本当に何事もないように普通に接してくれた。
まさかのあだ名呼び返しには驚いたが、何だか嬉しく思えた。
「い、いっくん…」
「? どうした?」
「…今日だけ、こう呼んでて良いかな?」
「え? 別に、今日だけじゃなくても全然構わないけど…」
「いつもの呼び方で慣れちゃってるから、まだ慣れなかったみたい……」
柘榴は困ったように微笑む。
「そっか、じゃあ俺も今日はそのままくろって呼ぼうかな」
「いっくんにそう呼ばれるの、何か不思議な感じがする……」
「新さんにはそう呼ばれてるのに?」
「あうっ、いっくん意地悪だね…」
「意地悪とは失礼な。
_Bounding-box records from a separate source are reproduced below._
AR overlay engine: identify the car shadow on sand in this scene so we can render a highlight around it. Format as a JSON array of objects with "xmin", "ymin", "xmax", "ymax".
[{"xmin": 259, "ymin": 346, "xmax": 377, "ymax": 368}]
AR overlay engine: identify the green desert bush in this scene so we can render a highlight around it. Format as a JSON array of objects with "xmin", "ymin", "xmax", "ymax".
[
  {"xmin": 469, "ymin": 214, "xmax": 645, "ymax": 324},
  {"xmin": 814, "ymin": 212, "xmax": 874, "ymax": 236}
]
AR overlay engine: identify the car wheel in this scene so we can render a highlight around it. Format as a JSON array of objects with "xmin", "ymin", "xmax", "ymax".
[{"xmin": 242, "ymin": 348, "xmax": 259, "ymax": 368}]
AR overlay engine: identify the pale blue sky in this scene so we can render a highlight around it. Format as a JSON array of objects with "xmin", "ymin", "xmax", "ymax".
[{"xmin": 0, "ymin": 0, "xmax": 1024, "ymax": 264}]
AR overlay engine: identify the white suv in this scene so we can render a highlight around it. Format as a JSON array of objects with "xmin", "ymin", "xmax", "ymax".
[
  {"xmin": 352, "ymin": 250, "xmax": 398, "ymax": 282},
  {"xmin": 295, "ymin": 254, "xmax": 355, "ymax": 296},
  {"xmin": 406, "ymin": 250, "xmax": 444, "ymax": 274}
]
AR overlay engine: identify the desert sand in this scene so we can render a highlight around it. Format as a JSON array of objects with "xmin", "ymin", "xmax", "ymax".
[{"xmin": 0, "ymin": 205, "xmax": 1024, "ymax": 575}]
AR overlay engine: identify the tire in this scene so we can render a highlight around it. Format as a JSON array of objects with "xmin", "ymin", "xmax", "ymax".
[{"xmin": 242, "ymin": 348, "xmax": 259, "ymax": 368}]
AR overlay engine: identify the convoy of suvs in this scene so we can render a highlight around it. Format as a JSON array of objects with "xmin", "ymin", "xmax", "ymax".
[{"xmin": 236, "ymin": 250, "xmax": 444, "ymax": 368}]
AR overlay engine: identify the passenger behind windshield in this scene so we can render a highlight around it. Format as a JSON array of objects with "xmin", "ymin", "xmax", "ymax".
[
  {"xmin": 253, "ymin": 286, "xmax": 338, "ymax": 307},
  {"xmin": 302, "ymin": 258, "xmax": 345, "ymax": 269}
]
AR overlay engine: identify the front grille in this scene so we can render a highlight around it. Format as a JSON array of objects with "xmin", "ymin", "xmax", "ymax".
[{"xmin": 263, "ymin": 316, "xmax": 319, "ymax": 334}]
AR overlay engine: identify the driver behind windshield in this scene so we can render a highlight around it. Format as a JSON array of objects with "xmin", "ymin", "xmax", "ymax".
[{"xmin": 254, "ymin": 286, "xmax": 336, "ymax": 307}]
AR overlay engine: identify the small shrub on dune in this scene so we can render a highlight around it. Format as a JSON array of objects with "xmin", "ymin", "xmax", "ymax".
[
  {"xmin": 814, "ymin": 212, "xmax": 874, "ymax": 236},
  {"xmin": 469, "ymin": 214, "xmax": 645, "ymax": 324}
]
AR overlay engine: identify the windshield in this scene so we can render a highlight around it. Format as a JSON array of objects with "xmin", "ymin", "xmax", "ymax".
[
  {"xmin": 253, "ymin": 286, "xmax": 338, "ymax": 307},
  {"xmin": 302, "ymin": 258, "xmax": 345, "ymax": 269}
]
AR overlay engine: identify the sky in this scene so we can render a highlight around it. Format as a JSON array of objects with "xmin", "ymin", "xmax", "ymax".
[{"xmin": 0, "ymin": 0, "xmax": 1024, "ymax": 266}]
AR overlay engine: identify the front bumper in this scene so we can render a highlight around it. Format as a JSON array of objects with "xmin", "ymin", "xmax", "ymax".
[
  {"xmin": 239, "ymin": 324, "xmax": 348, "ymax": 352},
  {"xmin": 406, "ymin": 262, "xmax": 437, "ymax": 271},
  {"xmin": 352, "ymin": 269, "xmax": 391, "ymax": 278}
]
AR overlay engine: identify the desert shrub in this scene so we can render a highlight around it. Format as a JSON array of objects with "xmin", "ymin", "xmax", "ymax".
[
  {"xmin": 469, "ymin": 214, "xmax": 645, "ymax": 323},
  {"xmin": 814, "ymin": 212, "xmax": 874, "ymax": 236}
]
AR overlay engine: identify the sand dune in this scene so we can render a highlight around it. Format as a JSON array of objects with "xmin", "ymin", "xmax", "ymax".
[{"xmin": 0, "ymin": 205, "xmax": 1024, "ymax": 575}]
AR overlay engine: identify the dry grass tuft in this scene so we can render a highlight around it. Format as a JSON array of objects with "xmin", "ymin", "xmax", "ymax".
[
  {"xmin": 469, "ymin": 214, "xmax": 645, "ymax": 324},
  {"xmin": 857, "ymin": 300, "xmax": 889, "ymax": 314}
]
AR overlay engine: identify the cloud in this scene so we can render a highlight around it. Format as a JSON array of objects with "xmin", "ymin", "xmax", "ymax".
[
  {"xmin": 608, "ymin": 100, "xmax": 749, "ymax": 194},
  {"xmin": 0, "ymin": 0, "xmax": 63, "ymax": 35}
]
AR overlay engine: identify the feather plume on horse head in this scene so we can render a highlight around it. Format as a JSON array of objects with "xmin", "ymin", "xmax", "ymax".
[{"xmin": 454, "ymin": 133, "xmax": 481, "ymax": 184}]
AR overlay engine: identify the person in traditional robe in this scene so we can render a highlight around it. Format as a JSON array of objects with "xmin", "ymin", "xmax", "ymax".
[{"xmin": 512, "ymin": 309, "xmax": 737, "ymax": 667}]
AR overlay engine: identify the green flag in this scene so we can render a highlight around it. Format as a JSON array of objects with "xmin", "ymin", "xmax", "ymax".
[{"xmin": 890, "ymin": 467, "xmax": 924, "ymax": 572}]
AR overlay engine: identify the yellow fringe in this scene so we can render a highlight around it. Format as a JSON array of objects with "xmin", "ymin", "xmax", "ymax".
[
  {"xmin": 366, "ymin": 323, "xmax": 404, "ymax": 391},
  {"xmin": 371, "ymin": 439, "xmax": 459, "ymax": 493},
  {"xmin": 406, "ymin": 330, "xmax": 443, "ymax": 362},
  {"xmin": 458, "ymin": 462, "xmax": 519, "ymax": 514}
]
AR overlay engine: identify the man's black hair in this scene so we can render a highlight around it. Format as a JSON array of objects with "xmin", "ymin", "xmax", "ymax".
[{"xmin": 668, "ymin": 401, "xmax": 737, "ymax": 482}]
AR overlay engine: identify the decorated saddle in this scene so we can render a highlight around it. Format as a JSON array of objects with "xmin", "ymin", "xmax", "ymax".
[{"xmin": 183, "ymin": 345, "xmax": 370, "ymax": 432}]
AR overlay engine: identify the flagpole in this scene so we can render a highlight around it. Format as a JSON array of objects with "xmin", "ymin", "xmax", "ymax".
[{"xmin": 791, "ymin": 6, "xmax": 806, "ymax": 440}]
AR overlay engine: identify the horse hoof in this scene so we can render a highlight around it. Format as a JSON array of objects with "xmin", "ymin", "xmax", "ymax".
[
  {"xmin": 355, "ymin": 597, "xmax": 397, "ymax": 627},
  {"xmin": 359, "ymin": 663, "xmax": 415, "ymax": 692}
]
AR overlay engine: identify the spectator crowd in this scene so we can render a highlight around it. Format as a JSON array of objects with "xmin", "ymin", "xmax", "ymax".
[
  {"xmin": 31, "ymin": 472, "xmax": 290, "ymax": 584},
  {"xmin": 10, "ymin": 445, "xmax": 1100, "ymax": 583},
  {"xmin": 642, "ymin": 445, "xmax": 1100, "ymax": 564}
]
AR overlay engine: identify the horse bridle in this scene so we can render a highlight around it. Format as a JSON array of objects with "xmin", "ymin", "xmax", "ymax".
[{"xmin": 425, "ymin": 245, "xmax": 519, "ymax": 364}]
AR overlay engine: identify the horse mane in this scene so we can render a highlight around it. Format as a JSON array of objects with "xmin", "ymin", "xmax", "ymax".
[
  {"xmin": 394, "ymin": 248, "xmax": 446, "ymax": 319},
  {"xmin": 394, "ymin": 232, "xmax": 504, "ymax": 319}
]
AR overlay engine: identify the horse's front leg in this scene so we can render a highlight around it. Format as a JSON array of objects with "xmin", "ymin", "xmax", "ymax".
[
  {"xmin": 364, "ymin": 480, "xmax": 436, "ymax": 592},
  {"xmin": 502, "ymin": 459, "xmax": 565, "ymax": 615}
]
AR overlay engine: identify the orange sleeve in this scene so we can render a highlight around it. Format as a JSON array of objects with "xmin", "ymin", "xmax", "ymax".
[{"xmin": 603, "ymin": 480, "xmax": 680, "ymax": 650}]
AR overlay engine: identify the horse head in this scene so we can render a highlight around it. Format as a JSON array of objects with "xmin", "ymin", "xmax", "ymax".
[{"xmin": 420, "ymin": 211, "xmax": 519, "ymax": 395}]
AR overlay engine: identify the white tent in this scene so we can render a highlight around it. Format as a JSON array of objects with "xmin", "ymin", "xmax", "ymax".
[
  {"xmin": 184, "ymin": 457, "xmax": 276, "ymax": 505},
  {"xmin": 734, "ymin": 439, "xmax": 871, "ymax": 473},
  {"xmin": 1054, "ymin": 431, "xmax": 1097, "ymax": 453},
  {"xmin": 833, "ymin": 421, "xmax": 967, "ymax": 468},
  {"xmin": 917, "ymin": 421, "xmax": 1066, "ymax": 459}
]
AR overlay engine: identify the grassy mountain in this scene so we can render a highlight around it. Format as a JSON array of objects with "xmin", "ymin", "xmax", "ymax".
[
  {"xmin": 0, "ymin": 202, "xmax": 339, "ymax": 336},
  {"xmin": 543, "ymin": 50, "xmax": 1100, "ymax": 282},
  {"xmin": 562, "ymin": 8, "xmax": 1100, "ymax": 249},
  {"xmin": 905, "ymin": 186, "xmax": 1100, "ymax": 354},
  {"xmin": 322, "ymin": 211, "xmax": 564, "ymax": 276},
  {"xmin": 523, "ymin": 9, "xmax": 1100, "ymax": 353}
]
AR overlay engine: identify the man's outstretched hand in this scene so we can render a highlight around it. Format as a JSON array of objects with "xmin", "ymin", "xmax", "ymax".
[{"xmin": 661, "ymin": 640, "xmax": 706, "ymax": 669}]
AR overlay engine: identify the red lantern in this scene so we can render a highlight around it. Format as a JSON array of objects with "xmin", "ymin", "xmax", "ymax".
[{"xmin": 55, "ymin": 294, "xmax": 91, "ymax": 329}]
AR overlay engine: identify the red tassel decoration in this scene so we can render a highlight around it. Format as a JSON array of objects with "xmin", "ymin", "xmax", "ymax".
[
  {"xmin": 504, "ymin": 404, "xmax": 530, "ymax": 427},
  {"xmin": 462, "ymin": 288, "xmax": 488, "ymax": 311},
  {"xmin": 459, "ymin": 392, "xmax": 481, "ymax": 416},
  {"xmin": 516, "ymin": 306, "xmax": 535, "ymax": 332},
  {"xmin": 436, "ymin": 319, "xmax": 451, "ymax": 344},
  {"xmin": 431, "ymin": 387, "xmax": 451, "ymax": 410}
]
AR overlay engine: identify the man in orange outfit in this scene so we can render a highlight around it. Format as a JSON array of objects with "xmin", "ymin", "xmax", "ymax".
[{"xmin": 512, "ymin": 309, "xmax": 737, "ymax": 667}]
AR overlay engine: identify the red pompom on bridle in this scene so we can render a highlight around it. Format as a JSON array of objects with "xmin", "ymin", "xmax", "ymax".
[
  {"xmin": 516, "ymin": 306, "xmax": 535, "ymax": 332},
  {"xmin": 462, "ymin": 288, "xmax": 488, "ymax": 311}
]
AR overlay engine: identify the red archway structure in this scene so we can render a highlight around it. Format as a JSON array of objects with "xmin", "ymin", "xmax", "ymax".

くろがいつも以上に歩み寄ってくれたから、俺もそれに応えたいって思っただけだよ」
「!いっくん……」
ふいに言われたその言葉に、柘榴はまた頬を赤らめる。
「…待ってて、くれる?」
「ん…?」
「いつかちゃんと、そう呼べるようになるね」
「おっ、いつでも待ってるよ!」
「うん、ありがとういっくん…!」
その後も、寮に戻るまでずっとあだ名で呼び合う2人であった……。